With the NBA trade deadline now behind us, buyout season is in full swing.
Players such as Anderson Varejao, David Lee, J.J. Hickson and Steve Novak have already secured their releases from their prior teams and signed with new ones. Others, such as Joe Johnson and Andre Miller, have reached buyout agreements and are in the process of being waived, and will become free agents shortly. Still others, such as Kevin Martin and Ty Lawson, are rumored to be negotiating buyout agreements with their existing teams and, if successful, would become free agents thereafter.
Buyout season is a frenetic time because it represents the last real opportunity for significant player moment. It can be loosely defined as the period of time that starts after the trade deadline expires, and ends on March 1st. Players must be waived by their existing teams by March 1st (whether in conjunction with a buyout or not) to be eligible for the playoffs with another team.
A buyout is essentially an agreement between a player and his team wherein the team agrees to terminate the player’s contract in exchange for a reduction in the remaining guaranteed salary he is owed.
Technically, a buyout constitutes an amendment to an existing player contract in which: (i) the team will request waivers on the player, and (ii) if the player clears waivers, the remaining portion of his guaranteed salary will be reduced or eliminated.
“Waivers” are a temporary status for players who are released by their teams. A team initiates the waiver process by “requesting waivers” on the player it is releasing. The player stays “on waivers” for 48 hours, during which time other teams may claim the player.
If a team makes a successful waiver claim, it acquires the player and his existing contract, and pays the remainder of his salary. Any negotiated buyout is nullified, and the waiving team is relieved of all responsibility for the player.
Waiver claims are rare, particularly for players with large contracts, for two primary reasons.
First, they require: (i) a claiming team to either have room below the salary cap to fit the player’s entire salary, a trade exception for at least the player’s salary, a disabled player exception for at least the player’s salary and that the player be in the final season of his contract, or (ii) that the contract be initially executed for two seasons or fewer at the minimum salary.
Second, they require a claiming team to pay out the remaining salary obligations under the contract in full.
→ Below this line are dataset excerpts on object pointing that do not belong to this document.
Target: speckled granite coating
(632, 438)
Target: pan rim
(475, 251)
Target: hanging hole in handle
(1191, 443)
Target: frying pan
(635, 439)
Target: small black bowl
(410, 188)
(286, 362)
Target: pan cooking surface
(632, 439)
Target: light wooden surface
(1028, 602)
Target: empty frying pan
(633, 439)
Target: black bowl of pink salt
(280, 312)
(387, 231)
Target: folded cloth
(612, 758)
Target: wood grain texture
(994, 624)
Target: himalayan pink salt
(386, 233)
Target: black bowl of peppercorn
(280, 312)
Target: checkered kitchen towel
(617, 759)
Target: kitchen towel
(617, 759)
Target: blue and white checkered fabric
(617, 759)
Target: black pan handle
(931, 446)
If no team has claimed the player before the end of the waiver period, he “clears waivers.” The player’s buyout (if any) takes effect, his contract is terminated, and he becomes a free agent.
The Miami Heat has taken dead-aim at Joe Johnson.
Johnson is assured to clear waivers because no NBA team has enough room, or a large enough exception, to claim his $24.9 million salary.
According to Zach Lowe, Johnson, who reportedly agreed to give up a whopping $3.0 million of the $6.7 million remaining to be paid on his expiring contract in order to secure his release from the Brooklyn Nets, is expected to sign with the Heat, and will do so after he clears waivers on Saturday.